Karşımızda bir yetkili bulamadık
Depremin ardından tüm mahalle sakinlerinin sokağa çıktığını ve o geceyi sokakta geçirdiğini söyleyen Mahmut İçen; " O gece en azından ilçemizdeki yerel yöneticilerimizden, belediyemizden birilerini görmek, bizlerin yanında olduklarını hissetmek isterdik ancak aradan günler, haftalar geçmiş olduğu halde hiç kimseyi karşımızda göremedik. Kendi imkânlarımızla buraya mıcır döktük, çevre temizliği yaptık. Bu konuda bile Milas Belediyesi'ne yaptığımız müracaat karşılıksız kaldı. Bizlere böyle zamanlarda sahip çıkmayacaklar da ne zaman çıkacaklar? Binada çatlak var, tedirginiz diyoruz, gelip bakan bile yok. İstiyoruz ki bir yetkili gelsin, binada inceleme yapılsın ve en azından bizleri rahatlatan bir açıklama yapsınlar. Eğer binanın yıkılma riski varsa bizler başımızın çaresine bakalım" diye konuştu.

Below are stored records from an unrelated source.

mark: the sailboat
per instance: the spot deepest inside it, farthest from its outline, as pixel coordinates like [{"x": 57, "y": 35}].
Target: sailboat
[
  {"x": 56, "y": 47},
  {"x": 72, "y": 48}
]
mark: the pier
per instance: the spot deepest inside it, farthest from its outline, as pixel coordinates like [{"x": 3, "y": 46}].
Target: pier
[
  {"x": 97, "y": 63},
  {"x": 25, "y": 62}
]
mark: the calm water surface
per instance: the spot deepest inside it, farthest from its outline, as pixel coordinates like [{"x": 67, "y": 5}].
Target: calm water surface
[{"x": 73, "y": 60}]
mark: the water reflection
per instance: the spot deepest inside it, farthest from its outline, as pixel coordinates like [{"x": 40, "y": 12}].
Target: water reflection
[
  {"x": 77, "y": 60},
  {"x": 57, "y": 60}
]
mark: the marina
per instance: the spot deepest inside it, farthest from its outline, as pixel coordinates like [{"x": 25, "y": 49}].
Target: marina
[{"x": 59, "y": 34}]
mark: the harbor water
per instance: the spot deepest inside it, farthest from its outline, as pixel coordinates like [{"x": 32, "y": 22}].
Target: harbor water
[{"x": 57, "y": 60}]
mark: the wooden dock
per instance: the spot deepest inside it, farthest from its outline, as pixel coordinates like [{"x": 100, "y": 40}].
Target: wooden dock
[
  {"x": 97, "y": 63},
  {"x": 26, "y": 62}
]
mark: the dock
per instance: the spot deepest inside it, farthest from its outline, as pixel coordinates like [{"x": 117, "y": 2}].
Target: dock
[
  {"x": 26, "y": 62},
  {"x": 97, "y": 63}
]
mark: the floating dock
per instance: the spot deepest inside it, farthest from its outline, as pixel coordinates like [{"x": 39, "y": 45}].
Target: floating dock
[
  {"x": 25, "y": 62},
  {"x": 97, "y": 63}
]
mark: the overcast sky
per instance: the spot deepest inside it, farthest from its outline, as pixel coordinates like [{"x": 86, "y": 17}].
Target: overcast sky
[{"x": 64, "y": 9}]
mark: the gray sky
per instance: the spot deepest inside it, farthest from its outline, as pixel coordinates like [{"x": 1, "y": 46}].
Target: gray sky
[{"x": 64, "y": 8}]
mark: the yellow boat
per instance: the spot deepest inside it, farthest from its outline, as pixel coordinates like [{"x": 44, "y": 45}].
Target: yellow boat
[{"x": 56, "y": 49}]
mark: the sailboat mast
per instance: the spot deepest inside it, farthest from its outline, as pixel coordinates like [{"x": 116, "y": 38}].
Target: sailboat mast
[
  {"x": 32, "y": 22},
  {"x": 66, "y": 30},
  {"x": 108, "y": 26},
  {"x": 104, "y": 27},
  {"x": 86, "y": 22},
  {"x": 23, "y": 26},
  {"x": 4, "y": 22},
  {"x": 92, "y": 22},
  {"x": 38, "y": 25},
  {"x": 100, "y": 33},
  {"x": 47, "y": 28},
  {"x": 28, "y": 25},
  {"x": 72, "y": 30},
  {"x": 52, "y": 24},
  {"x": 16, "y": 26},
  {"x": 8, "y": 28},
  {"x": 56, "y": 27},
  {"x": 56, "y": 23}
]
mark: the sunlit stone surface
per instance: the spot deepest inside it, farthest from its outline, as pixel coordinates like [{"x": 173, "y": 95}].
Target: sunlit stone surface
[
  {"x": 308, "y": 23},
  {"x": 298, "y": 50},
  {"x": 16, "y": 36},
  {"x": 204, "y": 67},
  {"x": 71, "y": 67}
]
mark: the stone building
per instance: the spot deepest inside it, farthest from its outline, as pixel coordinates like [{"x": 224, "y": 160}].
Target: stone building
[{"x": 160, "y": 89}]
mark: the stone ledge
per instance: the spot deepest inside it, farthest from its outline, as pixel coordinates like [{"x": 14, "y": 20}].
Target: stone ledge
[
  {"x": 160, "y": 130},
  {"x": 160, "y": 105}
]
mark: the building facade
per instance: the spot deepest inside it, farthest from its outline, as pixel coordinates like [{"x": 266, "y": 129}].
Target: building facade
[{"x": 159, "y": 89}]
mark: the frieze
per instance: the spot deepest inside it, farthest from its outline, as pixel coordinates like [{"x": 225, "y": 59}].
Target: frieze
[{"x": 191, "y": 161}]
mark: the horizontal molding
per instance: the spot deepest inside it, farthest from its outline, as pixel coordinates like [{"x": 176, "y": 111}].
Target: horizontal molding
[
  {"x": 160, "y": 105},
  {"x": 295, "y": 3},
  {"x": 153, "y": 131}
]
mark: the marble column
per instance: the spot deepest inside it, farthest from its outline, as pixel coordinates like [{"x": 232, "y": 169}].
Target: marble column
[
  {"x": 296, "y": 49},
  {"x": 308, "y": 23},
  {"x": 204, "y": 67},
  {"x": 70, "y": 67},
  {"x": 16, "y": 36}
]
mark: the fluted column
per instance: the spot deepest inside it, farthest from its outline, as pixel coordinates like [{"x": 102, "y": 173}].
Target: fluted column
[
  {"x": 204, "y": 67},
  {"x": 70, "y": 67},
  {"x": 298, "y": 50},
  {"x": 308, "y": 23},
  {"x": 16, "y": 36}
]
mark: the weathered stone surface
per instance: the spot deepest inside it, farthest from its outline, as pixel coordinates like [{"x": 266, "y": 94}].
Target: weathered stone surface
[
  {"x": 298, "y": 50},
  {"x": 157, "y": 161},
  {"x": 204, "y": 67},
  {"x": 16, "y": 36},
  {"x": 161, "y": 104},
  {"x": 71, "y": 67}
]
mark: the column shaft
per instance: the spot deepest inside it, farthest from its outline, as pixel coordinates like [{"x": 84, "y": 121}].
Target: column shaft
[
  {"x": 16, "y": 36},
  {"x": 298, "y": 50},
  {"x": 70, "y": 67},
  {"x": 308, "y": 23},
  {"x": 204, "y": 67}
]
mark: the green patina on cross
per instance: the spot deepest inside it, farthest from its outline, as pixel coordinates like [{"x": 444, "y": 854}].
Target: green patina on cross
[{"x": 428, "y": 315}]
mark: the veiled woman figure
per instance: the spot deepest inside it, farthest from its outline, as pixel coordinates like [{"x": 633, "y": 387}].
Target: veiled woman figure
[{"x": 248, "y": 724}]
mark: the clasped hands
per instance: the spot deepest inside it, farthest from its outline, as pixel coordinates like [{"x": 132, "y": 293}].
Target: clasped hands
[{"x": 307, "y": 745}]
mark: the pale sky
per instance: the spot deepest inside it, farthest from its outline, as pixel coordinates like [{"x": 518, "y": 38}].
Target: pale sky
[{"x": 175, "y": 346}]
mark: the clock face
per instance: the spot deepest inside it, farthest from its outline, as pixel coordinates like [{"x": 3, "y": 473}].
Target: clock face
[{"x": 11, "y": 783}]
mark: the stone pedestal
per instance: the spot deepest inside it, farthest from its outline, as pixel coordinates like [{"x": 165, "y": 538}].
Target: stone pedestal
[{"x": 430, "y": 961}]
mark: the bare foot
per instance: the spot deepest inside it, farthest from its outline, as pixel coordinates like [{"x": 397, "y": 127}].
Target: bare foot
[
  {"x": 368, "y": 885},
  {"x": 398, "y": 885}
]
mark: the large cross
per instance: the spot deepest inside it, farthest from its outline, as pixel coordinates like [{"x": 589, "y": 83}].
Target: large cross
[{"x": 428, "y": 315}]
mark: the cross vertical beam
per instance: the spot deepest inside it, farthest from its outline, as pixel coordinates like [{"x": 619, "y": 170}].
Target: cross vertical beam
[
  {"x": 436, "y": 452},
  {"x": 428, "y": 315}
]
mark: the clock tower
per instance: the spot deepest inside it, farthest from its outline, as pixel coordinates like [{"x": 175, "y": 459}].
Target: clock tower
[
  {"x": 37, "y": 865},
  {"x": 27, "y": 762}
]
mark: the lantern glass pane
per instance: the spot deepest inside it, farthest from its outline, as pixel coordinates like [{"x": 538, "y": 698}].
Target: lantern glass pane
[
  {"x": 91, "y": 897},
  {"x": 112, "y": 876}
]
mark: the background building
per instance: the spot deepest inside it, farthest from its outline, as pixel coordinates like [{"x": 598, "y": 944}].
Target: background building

İhtiyaçlar için kısa süreliğine evlerimize giriyoruz
Sadece akşam yemeğini evlerinde yediklerini belirten İçen, sözlerine şöyle devam etti: "Bunun dışında banyo yapmak, çamaşırların yıkanması gibi ihtiyaçlarımızı gündüz vakitlerinde karşılamaya çalışıyoruz. Gerçekten depremin olduğu ilk günden bu yana zor bir yaşam sürdürüyoruz. Biz büyükler bir şekilde bunları göğüslüyoruz ancak eşlerimiz ve çocuklarımız bu zorluğu daha fazla hissediyorlar. Komşularımızın bir kısmı çadırlarda kalırken, bizler gibi araçların içinde yatanlar da var. Örneğin biz 5-6 kişi şu gördüğünüz minibüsün içinde yatıyoruz. Haliyle hepimiz için zor bir durum" dedi.
Bir aydan fazla bir süredir geceleri araçta uyuduklarını söyleyen Mahmut İçen; "Bu durumun daha ne kadar süreceğini bilmiyoruz. Belki kış aylarının başlangıcına kadar bu şekilde devam edecek. Ya da birileri bizi dikkate alır da gelip bizlerle ilgilenirlerse, binamızda gerekli incelemeler yapılırsa ve herhangi bir riskin olmadığına dair bizleri rahatlatan bir açıklama yaparlarsa, işte o zaman evlerimize döneriz. Hatta bazı komşularımız binadaki çatlak nedeniyle kendi evlerini terk edip kışa doğru kiralık bir daireye bile taşınmayı düşünüyor" şeklinde konuştu.